Hazırlanan iddianamede, firari şüpheliler Fetullah Gülen ve Emre Uslu ile eski emniyet müdürü Yurt Atayün'ün, "Silahlı terör örgütü kurma veya yönetme, devletin gizli kalması gereken bilgilerini siyasal veya askeri casusluk amacıyla temin etme, Türkiye Cumhuriyeti hükümetini ortadan kaldırmaya veya görevini yapmasını engellemeye teşebbüs etme, özel hayatın gizliliğini ihlal etme, hukuka aykırı kişisel verileri kaydetme, resmi belgede sahtecilik, suç uydurma, devletin güvenliğine ilişkin gizli kalması gereken bilgileri casusluk maksadıyla açıklama, suç delillerini yok etme, gizleme veya değiştirme, hukuka aykırı olarak kişiler verileri kaydetmek” suçlarından ayrı ayrı 2 kez ağırlaştırılmış müebbet, 67,5 yıla kadar hapis cezasına çarptırılmaları isteniyor.

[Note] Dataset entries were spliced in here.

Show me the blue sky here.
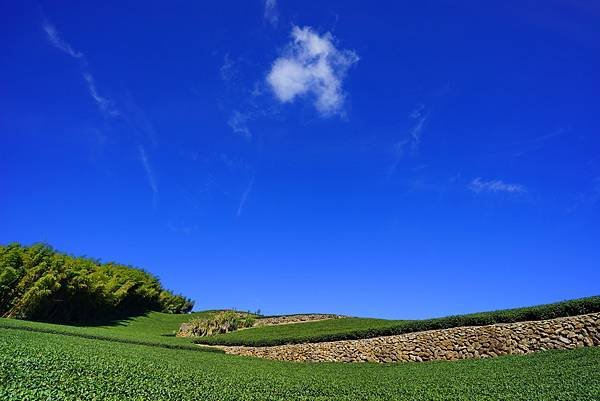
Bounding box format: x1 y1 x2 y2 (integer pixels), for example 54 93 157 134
0 0 600 318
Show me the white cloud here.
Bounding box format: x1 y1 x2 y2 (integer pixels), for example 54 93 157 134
237 174 254 217
227 110 252 139
410 104 429 150
42 21 120 117
469 177 527 194
42 21 84 59
83 72 119 117
267 26 359 115
138 145 158 207
264 0 279 28
219 53 236 81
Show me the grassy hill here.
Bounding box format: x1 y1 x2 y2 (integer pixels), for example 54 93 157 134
195 296 600 346
0 297 600 401
0 311 213 350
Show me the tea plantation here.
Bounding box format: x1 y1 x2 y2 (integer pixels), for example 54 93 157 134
0 328 600 401
196 296 600 346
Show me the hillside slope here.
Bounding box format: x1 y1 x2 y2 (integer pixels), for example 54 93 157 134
195 296 600 346
0 329 600 401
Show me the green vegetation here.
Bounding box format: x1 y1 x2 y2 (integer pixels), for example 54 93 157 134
0 311 215 351
194 296 600 346
0 329 600 401
0 244 193 322
185 310 256 337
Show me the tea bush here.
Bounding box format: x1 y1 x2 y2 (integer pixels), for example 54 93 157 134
0 328 600 401
194 296 600 346
179 311 256 337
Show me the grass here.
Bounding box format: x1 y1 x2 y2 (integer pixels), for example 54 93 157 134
0 329 600 401
195 296 600 346
0 311 214 350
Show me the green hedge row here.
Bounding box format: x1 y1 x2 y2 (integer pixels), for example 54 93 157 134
0 243 194 322
195 296 600 346
0 320 224 353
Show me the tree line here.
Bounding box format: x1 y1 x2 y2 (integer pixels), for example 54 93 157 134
0 243 194 322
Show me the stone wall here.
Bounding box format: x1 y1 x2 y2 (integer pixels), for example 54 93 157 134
254 313 343 327
212 313 600 362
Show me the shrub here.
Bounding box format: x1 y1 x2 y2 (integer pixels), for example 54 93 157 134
0 244 193 322
178 311 256 337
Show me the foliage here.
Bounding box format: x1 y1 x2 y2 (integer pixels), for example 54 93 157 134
185 310 256 337
0 311 216 351
194 296 600 346
0 244 193 322
0 329 600 401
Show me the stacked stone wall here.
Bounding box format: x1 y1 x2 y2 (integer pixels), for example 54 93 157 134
219 313 600 362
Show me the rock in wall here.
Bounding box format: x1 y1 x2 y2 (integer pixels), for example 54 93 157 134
219 313 600 362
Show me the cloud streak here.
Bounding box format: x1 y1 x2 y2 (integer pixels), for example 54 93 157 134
42 21 120 117
469 177 527 195
42 21 85 60
83 72 120 117
227 110 252 140
264 0 279 28
267 26 359 115
237 174 254 217
410 104 429 151
138 145 158 208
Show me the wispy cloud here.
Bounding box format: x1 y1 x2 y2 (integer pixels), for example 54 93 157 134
227 110 252 140
83 72 120 117
387 103 429 178
267 26 359 115
264 0 279 28
237 174 254 217
219 53 236 81
42 21 119 117
469 177 527 194
167 220 198 235
42 21 85 59
138 145 158 208
410 104 429 150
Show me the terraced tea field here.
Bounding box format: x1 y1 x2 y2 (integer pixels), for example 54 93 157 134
0 328 600 401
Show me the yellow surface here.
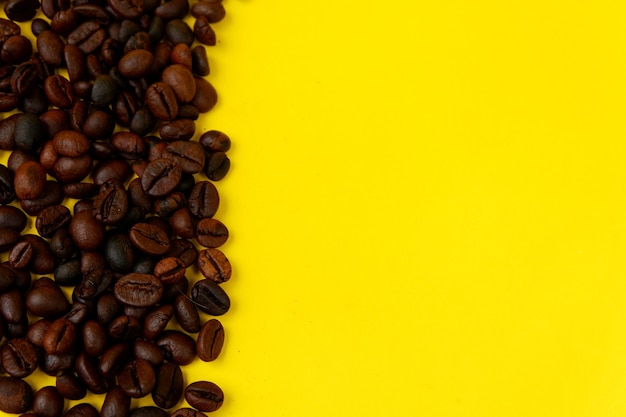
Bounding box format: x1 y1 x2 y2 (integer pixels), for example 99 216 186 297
3 0 626 417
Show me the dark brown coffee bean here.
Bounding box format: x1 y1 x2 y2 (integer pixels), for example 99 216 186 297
146 82 177 120
189 181 220 218
191 45 211 77
205 152 230 181
26 277 70 316
36 30 65 67
133 339 165 368
63 403 100 417
152 362 185 408
143 304 174 340
70 211 104 251
191 77 217 113
191 279 230 316
33 386 65 417
170 408 207 417
14 161 46 200
174 294 201 333
43 318 76 355
185 381 224 411
196 319 224 362
67 21 107 54
0 376 34 414
193 16 217 46
100 385 131 417
55 373 87 400
113 273 163 307
159 119 197 143
196 218 228 247
0 339 38 378
35 205 72 237
117 359 156 398
191 0 226 23
141 158 182 197
156 330 196 366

İddianamede ayrıca, şüphelilerce kumpas soruşturmasının başlatılmasına sebep olarak, "Mavi Marmara gemisi tarafından İsrail işgali altındaki Gazze'ye yardım götürülmesi", "MİT Müsteşarlığı'na 25 Mayıs 2010'da Hakan Fidan'ın atanması ve Türkiye, İran ve Brezilya arasında imzalanan 17 Mayıs 2010 tarihli Tahran deklarasyonu", "siyasi irade tarafından başlatılan 'Milli Birlik ve Kardeşlik Projesi' olarak adlandırılan Çözüm Süreci'nin başarıya ulaşmasının engellenmesi” gösterildi.